The National Union of Students – the nation’s peak union for university students – has called on the nation’s tertiary education sector to boycott the provision of training or technology for the AUKUS submarine program.
NUS Education Officer Xavier Dupé, said the partnership increased the risk of war or nuclear environmental damage, and universities should not participate in it.
“The AUKUS deal escalates the threat of war in which students and workers will suffer,” Mr Dupe said. “The government wants universities to provide research and skilled workers for this war drive, but students have a right to education that’s for the public good, not an arms race that threatens our future.”
In March, the Albanese government formalised its support for the development of a new security partnership between Australia, the United States and the United Kingdom. It followed the cancellation by the previous Morrison government of a $90 billion French contract to build military submarines in Adelaide.
The ‘AUKUS nuclear-powered submarine pathway’ means that in partnership with the US and UK, Australia will become one of only seven countries world-wide – the United States, Russia, China, the United Kingdom, France, India and Australia – to operate nuclear-powered submarines.
In a joint Australia-US-UK statement, the governments claimed the “pathway” would “deliver significant long-term strategic benefits for Australia, the United Kingdom and the United States”. “It strengthens the combined industrial capacity of the three partners, with increased cooperation making trilateral supply chains more robust and resilient,” the joint statement read.
It will also cost Australia hundreds of billions of dollars: eight nuclear-powered submarines will be built in Adelaide, to begin service in the 2040s, and the Albanese government has revealed the full cost, including maintenance, will run anywhere from $268 billion to $368 billion, by 2055.”

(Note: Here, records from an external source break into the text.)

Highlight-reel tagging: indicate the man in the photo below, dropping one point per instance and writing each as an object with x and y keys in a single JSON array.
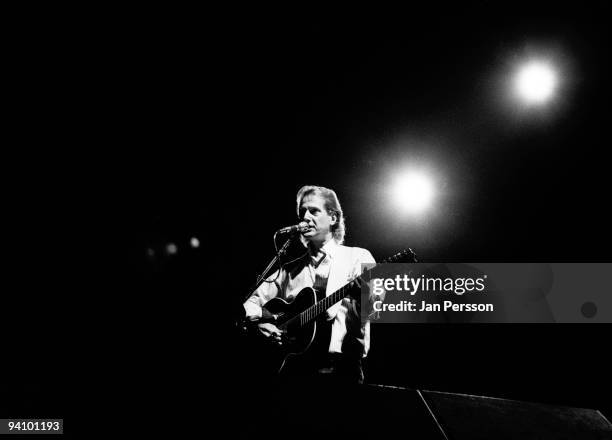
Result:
[{"x": 326, "y": 266}]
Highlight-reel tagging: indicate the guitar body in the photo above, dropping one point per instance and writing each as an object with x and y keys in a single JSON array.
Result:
[
  {"x": 303, "y": 320},
  {"x": 299, "y": 338}
]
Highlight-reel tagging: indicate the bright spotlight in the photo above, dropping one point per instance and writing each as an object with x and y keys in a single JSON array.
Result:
[
  {"x": 536, "y": 82},
  {"x": 171, "y": 249},
  {"x": 413, "y": 192}
]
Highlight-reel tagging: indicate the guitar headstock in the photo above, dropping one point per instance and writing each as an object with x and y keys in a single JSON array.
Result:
[{"x": 405, "y": 256}]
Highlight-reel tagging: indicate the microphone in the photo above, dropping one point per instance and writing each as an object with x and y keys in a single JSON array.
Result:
[{"x": 301, "y": 227}]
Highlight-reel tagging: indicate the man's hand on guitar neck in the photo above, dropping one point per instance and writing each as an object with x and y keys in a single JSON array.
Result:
[{"x": 269, "y": 330}]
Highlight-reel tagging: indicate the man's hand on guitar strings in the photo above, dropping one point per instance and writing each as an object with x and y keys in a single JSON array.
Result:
[{"x": 269, "y": 330}]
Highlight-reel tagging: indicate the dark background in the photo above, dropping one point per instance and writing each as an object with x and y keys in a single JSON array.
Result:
[{"x": 206, "y": 123}]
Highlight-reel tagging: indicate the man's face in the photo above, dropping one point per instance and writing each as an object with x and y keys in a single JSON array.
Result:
[{"x": 312, "y": 211}]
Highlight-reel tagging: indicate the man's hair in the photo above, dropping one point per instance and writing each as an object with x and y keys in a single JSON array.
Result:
[{"x": 331, "y": 204}]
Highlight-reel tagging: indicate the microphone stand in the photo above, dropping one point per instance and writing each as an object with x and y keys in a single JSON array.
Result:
[{"x": 260, "y": 279}]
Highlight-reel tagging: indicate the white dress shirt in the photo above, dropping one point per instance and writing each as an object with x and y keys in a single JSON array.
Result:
[{"x": 334, "y": 266}]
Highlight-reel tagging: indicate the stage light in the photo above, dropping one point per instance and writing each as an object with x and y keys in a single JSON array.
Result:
[
  {"x": 413, "y": 192},
  {"x": 536, "y": 82},
  {"x": 171, "y": 249}
]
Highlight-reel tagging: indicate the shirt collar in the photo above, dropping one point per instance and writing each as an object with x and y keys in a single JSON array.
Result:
[{"x": 328, "y": 248}]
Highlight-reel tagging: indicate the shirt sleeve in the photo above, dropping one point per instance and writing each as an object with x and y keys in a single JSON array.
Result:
[{"x": 264, "y": 293}]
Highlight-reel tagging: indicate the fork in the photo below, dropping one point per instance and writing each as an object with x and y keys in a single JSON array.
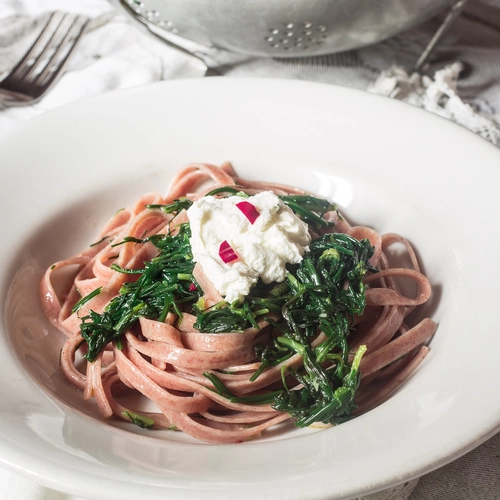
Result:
[{"x": 44, "y": 62}]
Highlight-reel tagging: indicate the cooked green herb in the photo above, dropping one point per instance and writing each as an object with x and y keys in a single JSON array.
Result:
[
  {"x": 157, "y": 291},
  {"x": 322, "y": 293},
  {"x": 140, "y": 420}
]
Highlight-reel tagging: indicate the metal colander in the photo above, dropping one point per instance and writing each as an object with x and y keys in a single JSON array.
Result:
[{"x": 283, "y": 28}]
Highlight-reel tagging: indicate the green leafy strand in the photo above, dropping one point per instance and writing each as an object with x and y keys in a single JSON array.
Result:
[{"x": 161, "y": 287}]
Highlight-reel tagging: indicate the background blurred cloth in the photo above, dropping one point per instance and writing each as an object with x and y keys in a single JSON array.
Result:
[{"x": 115, "y": 54}]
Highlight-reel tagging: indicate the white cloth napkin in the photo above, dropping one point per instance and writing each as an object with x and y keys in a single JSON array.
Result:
[{"x": 462, "y": 84}]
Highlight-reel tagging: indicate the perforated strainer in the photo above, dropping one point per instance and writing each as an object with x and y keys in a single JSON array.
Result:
[{"x": 283, "y": 28}]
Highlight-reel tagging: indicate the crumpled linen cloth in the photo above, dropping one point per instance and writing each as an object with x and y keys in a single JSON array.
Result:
[{"x": 462, "y": 83}]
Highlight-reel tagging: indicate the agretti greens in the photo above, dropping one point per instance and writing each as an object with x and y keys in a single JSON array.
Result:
[{"x": 322, "y": 293}]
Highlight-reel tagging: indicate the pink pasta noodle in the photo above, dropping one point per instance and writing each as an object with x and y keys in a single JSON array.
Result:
[{"x": 167, "y": 360}]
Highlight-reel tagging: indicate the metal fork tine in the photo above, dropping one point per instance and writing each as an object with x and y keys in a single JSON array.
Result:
[
  {"x": 42, "y": 40},
  {"x": 53, "y": 41},
  {"x": 44, "y": 62},
  {"x": 69, "y": 43}
]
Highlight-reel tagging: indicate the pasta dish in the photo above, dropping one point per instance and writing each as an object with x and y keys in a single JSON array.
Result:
[{"x": 234, "y": 305}]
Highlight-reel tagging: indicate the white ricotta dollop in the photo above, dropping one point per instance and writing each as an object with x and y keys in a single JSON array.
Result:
[{"x": 276, "y": 237}]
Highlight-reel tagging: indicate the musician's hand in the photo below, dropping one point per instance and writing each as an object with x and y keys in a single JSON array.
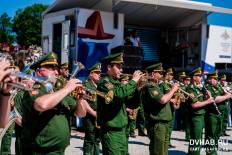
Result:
[
  {"x": 228, "y": 95},
  {"x": 72, "y": 84},
  {"x": 210, "y": 100},
  {"x": 137, "y": 75},
  {"x": 4, "y": 70}
]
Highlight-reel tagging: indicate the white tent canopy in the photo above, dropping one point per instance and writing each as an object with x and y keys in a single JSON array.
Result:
[{"x": 149, "y": 13}]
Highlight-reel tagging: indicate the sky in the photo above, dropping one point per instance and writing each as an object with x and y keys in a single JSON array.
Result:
[{"x": 11, "y": 6}]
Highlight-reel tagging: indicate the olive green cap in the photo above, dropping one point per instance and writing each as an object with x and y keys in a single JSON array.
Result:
[
  {"x": 49, "y": 59},
  {"x": 212, "y": 75},
  {"x": 223, "y": 77},
  {"x": 113, "y": 58},
  {"x": 187, "y": 77},
  {"x": 169, "y": 71},
  {"x": 182, "y": 75},
  {"x": 155, "y": 67},
  {"x": 124, "y": 77},
  {"x": 197, "y": 71},
  {"x": 95, "y": 68},
  {"x": 64, "y": 65}
]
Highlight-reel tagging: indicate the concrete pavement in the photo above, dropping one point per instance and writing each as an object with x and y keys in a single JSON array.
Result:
[{"x": 140, "y": 145}]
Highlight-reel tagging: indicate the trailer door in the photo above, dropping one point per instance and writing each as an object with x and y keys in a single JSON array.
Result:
[{"x": 65, "y": 41}]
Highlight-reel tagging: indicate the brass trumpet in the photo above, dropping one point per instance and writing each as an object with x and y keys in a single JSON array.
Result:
[{"x": 91, "y": 95}]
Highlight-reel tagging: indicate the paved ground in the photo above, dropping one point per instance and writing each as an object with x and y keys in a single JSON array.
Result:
[{"x": 139, "y": 145}]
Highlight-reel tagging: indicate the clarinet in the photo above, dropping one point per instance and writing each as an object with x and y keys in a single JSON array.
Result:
[{"x": 214, "y": 103}]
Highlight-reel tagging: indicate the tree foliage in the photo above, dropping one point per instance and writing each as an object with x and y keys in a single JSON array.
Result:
[
  {"x": 6, "y": 34},
  {"x": 27, "y": 24}
]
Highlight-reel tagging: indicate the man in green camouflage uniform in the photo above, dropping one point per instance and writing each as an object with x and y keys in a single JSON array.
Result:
[
  {"x": 92, "y": 135},
  {"x": 111, "y": 110},
  {"x": 132, "y": 105},
  {"x": 213, "y": 120},
  {"x": 158, "y": 110},
  {"x": 166, "y": 86},
  {"x": 198, "y": 100},
  {"x": 185, "y": 108},
  {"x": 226, "y": 110},
  {"x": 45, "y": 113}
]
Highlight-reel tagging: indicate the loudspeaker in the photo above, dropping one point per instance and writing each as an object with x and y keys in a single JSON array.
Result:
[{"x": 132, "y": 57}]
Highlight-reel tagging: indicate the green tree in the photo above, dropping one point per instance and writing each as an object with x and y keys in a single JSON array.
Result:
[
  {"x": 27, "y": 24},
  {"x": 6, "y": 33}
]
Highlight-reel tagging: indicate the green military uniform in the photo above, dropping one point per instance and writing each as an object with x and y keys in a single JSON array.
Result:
[
  {"x": 166, "y": 87},
  {"x": 158, "y": 115},
  {"x": 196, "y": 115},
  {"x": 213, "y": 121},
  {"x": 45, "y": 132},
  {"x": 140, "y": 120},
  {"x": 112, "y": 115},
  {"x": 18, "y": 129},
  {"x": 6, "y": 141},
  {"x": 225, "y": 111},
  {"x": 132, "y": 102},
  {"x": 92, "y": 133},
  {"x": 184, "y": 108}
]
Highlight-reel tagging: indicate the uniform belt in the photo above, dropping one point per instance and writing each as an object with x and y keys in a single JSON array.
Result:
[{"x": 112, "y": 129}]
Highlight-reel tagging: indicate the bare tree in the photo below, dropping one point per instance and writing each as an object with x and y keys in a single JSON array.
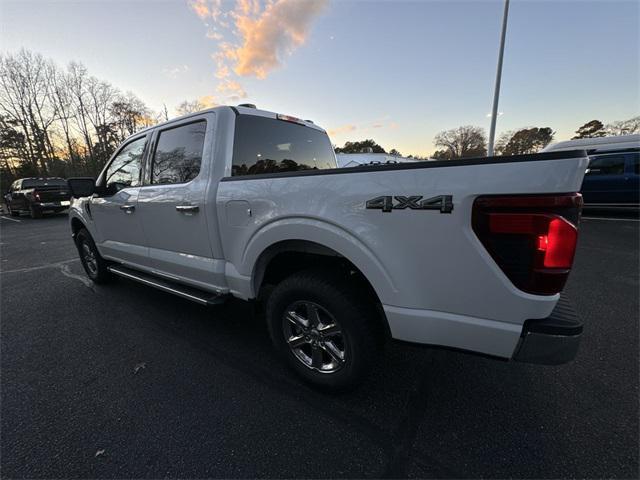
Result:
[
  {"x": 523, "y": 141},
  {"x": 191, "y": 106},
  {"x": 461, "y": 142},
  {"x": 25, "y": 99},
  {"x": 624, "y": 127}
]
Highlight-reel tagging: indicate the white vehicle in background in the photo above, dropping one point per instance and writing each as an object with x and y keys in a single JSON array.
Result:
[
  {"x": 358, "y": 159},
  {"x": 233, "y": 201},
  {"x": 612, "y": 179}
]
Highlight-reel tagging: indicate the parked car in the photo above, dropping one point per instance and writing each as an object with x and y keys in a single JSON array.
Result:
[
  {"x": 37, "y": 196},
  {"x": 612, "y": 178},
  {"x": 238, "y": 202}
]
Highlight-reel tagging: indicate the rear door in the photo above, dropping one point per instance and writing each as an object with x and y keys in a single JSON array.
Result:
[
  {"x": 172, "y": 206},
  {"x": 604, "y": 182},
  {"x": 120, "y": 234},
  {"x": 632, "y": 178}
]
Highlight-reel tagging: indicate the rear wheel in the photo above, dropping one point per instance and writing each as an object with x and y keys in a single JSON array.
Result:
[
  {"x": 323, "y": 328},
  {"x": 94, "y": 265},
  {"x": 34, "y": 212}
]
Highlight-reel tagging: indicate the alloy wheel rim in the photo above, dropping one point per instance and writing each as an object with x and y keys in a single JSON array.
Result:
[
  {"x": 314, "y": 337},
  {"x": 89, "y": 259}
]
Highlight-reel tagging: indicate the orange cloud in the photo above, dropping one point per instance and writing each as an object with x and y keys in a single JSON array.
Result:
[
  {"x": 279, "y": 30},
  {"x": 341, "y": 129},
  {"x": 231, "y": 89}
]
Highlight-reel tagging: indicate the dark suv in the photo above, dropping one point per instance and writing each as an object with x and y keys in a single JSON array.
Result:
[{"x": 37, "y": 195}]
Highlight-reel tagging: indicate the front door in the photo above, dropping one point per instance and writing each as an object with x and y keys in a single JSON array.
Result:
[
  {"x": 171, "y": 204},
  {"x": 120, "y": 234}
]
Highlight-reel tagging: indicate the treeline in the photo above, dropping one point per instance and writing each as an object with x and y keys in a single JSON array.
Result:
[
  {"x": 471, "y": 141},
  {"x": 61, "y": 121},
  {"x": 65, "y": 122}
]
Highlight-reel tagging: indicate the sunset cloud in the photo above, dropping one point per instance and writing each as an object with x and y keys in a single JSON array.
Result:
[
  {"x": 173, "y": 72},
  {"x": 361, "y": 127},
  {"x": 252, "y": 37},
  {"x": 231, "y": 90},
  {"x": 268, "y": 36},
  {"x": 342, "y": 129}
]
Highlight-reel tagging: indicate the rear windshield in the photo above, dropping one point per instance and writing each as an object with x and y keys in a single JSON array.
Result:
[
  {"x": 267, "y": 145},
  {"x": 42, "y": 182}
]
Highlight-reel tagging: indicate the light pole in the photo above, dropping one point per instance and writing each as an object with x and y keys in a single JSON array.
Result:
[{"x": 496, "y": 92}]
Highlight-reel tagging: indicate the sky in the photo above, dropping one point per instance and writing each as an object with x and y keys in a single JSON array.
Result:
[{"x": 395, "y": 71}]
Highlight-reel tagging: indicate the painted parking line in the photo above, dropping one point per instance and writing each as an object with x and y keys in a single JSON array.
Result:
[{"x": 612, "y": 219}]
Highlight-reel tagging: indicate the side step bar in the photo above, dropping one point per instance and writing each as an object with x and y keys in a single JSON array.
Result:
[{"x": 184, "y": 291}]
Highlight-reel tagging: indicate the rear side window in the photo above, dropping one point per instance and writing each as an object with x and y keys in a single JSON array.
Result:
[
  {"x": 178, "y": 154},
  {"x": 607, "y": 165},
  {"x": 635, "y": 163},
  {"x": 267, "y": 145}
]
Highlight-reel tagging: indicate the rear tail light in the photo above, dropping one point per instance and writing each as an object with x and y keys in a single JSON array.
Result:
[{"x": 532, "y": 238}]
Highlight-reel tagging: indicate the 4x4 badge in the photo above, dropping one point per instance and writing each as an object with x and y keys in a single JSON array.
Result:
[{"x": 444, "y": 203}]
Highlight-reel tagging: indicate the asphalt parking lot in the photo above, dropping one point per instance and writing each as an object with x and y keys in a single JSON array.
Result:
[{"x": 125, "y": 381}]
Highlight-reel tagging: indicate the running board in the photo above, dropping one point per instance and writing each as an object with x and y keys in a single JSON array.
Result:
[{"x": 190, "y": 293}]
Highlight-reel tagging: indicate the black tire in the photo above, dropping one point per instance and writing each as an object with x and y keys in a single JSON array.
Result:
[
  {"x": 13, "y": 213},
  {"x": 35, "y": 213},
  {"x": 94, "y": 265},
  {"x": 339, "y": 300}
]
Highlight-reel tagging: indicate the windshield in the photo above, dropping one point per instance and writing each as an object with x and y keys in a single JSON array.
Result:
[{"x": 44, "y": 182}]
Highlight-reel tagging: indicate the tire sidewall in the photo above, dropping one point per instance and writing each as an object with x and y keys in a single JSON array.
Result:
[
  {"x": 304, "y": 287},
  {"x": 101, "y": 274}
]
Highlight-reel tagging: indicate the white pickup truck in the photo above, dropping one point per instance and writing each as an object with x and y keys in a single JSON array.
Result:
[{"x": 234, "y": 201}]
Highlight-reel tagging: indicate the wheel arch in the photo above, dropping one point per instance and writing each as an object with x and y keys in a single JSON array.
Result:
[
  {"x": 286, "y": 257},
  {"x": 76, "y": 226}
]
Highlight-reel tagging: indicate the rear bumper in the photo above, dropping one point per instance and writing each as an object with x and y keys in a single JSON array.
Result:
[
  {"x": 549, "y": 341},
  {"x": 553, "y": 340},
  {"x": 49, "y": 205}
]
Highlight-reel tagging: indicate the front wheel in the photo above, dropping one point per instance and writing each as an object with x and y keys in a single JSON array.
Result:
[
  {"x": 324, "y": 328},
  {"x": 13, "y": 213},
  {"x": 35, "y": 212},
  {"x": 94, "y": 265}
]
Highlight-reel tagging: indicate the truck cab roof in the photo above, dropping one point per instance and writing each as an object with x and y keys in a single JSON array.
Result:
[{"x": 600, "y": 144}]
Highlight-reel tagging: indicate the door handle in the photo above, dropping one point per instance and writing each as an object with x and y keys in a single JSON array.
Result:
[{"x": 187, "y": 208}]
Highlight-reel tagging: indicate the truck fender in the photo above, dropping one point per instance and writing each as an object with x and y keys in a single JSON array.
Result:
[{"x": 323, "y": 234}]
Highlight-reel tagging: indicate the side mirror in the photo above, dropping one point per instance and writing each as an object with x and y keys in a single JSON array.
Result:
[{"x": 81, "y": 186}]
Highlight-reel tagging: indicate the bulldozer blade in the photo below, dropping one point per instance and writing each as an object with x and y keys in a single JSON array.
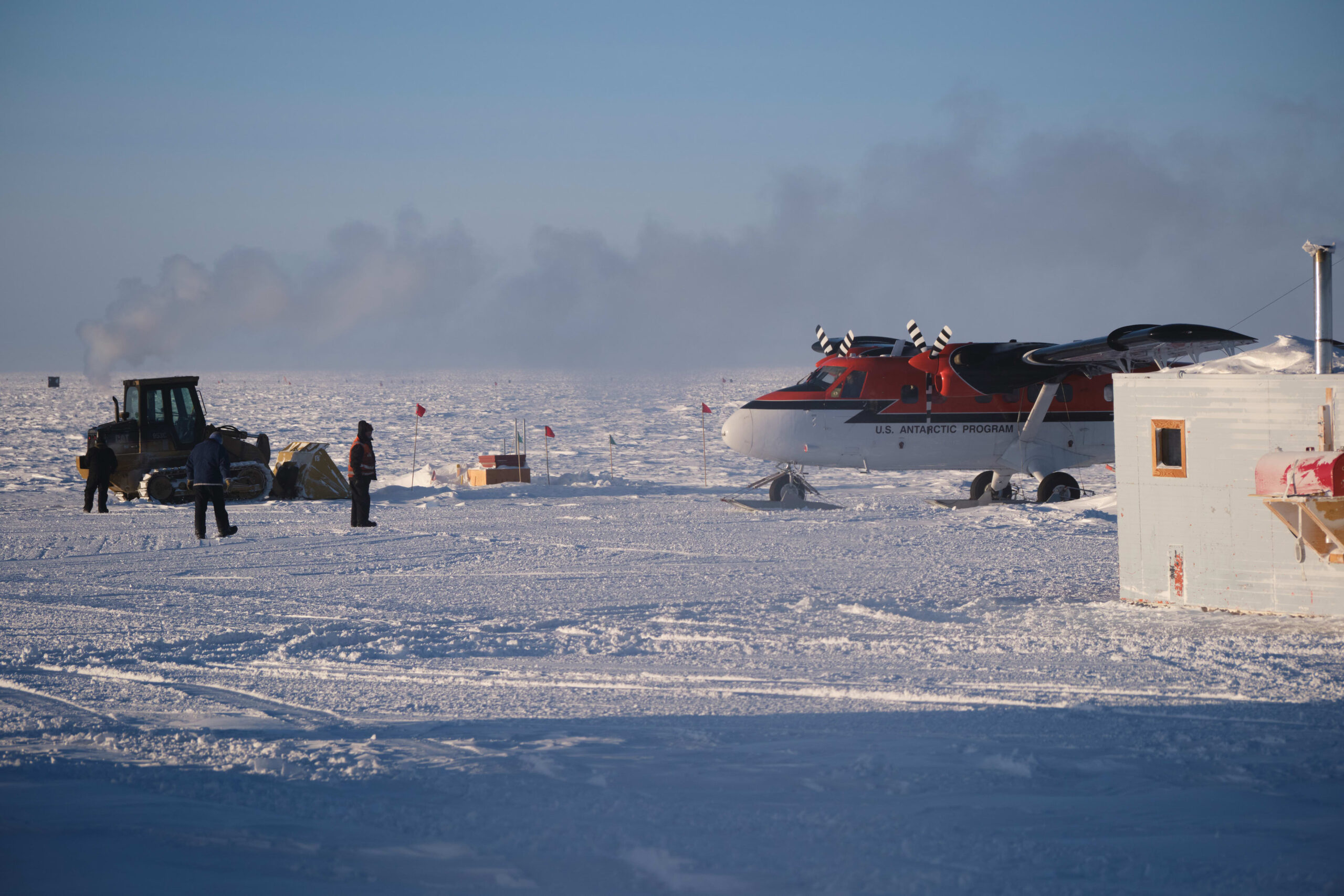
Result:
[{"x": 306, "y": 471}]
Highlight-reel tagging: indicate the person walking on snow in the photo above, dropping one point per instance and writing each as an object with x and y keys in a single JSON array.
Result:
[
  {"x": 362, "y": 472},
  {"x": 207, "y": 473},
  {"x": 101, "y": 462}
]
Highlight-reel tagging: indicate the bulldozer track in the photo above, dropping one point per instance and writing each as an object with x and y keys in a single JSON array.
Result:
[{"x": 252, "y": 481}]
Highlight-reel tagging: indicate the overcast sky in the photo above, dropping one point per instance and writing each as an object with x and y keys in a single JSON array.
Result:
[{"x": 386, "y": 186}]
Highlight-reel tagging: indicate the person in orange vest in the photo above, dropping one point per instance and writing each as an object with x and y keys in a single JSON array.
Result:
[{"x": 362, "y": 472}]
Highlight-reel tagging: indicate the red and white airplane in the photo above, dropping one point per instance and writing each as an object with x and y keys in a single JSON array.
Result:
[{"x": 878, "y": 404}]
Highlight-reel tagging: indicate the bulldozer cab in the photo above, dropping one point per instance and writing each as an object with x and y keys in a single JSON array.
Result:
[{"x": 166, "y": 412}]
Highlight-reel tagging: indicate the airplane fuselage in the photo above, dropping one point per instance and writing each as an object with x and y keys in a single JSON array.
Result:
[{"x": 893, "y": 418}]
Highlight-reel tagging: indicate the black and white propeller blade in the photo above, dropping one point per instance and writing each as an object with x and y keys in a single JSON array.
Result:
[
  {"x": 827, "y": 349},
  {"x": 847, "y": 344},
  {"x": 916, "y": 336},
  {"x": 941, "y": 342}
]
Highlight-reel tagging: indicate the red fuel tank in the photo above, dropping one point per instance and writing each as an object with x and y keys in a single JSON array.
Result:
[{"x": 1300, "y": 473}]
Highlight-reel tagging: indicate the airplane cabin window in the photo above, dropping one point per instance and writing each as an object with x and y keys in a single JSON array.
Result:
[{"x": 824, "y": 376}]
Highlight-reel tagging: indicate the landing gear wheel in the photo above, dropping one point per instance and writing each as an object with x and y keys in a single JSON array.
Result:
[
  {"x": 1047, "y": 488},
  {"x": 786, "y": 489},
  {"x": 980, "y": 484}
]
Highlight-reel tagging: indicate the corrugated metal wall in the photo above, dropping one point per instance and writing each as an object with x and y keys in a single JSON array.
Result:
[{"x": 1203, "y": 539}]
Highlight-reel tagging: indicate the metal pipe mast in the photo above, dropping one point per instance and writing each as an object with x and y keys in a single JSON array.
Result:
[{"x": 1324, "y": 307}]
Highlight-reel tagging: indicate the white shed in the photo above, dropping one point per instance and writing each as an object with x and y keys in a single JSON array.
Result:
[{"x": 1193, "y": 529}]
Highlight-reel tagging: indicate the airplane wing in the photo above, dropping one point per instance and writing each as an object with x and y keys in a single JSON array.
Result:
[{"x": 1139, "y": 345}]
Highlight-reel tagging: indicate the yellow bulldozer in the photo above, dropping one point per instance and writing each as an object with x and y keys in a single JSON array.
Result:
[{"x": 159, "y": 421}]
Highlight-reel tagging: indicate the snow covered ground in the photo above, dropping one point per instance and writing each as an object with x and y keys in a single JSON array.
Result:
[{"x": 620, "y": 684}]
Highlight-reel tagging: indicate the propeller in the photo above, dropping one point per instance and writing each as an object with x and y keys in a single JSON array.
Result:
[
  {"x": 847, "y": 344},
  {"x": 827, "y": 349},
  {"x": 939, "y": 344},
  {"x": 916, "y": 336}
]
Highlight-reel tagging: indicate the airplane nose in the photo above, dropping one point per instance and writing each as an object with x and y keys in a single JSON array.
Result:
[{"x": 737, "y": 431}]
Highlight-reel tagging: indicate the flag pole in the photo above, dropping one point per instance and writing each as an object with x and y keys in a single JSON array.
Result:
[{"x": 705, "y": 450}]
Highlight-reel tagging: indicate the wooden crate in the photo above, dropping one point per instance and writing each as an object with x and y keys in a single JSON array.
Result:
[{"x": 495, "y": 476}]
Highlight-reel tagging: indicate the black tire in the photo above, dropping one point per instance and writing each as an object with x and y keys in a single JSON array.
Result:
[
  {"x": 1049, "y": 486},
  {"x": 980, "y": 484}
]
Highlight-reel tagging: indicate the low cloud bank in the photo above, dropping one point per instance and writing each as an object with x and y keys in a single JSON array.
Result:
[{"x": 1043, "y": 237}]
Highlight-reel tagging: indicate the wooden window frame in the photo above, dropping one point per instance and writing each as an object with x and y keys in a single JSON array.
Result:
[{"x": 1171, "y": 472}]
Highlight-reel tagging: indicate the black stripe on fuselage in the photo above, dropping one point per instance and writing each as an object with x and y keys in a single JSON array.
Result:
[{"x": 869, "y": 412}]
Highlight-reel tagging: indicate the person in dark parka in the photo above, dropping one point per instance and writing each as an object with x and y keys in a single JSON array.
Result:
[
  {"x": 207, "y": 472},
  {"x": 101, "y": 462},
  {"x": 362, "y": 472}
]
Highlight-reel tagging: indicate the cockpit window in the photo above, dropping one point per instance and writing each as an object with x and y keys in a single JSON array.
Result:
[{"x": 822, "y": 379}]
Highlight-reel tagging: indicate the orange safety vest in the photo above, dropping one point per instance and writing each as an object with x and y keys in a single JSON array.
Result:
[{"x": 366, "y": 467}]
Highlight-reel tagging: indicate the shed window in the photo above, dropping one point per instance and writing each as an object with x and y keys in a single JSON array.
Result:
[{"x": 1170, "y": 448}]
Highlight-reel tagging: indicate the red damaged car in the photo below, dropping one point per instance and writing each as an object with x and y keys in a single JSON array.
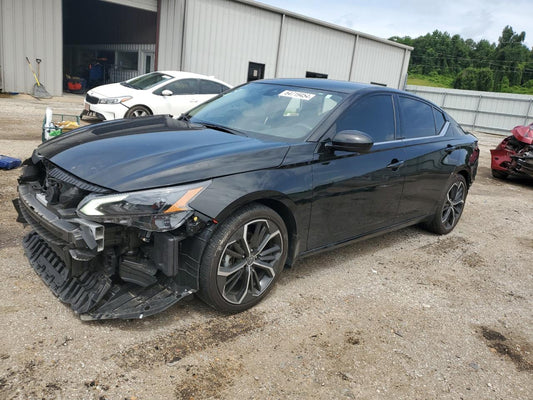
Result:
[{"x": 514, "y": 155}]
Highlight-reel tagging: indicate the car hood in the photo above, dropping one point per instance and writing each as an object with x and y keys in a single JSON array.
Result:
[
  {"x": 126, "y": 155},
  {"x": 112, "y": 90}
]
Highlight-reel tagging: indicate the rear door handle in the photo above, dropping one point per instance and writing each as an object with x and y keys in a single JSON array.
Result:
[
  {"x": 395, "y": 164},
  {"x": 449, "y": 149}
]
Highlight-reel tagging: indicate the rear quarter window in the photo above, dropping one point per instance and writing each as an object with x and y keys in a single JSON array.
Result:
[{"x": 416, "y": 118}]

NUS’ Xavier Dupé criticised Universities Australia for encouraging closer ties between universities and the submarine program.
“The Vice-Chancellors in Universities Australia have gotten rich from partnering with weapons corporations like Thales and Lockheed Martin, and stand to profit even more from this program.
“Meanwhile, students’ education has gotten worse. We should resist this attempt to use our education for war and destruction.”
Yasmine Johnson, Education Officer at University of Sydney, is already part of the university’s ‘Cut Ties With Thales’ campaign.
“On our campus, one of the world’s largest weapons manufacturers, Thales, is strengthening its ties with the university,” Ms Johnson said.
Over the weekend, Johnson and other students joined a union rally in Port Kembla, south of Wollongong, against the port being used as a submarine base.
“This union rally is an important first step in building opposition to militarism on our campuses and in our cities. Students will continue to stand against the AUKUS deal and the integration of our universities with weapons companies and the military.”
Thales Australia is actually a French corporation. It builds a variety of weapons, but is perhaps best known for supplying the Bushmaster, Australia’s answer to the American Humvee armoured vehicle.
In 2017, the University of Sydney and Thales Australia signed a Memorandum of Understanding, committing to partner in research and development of weapons.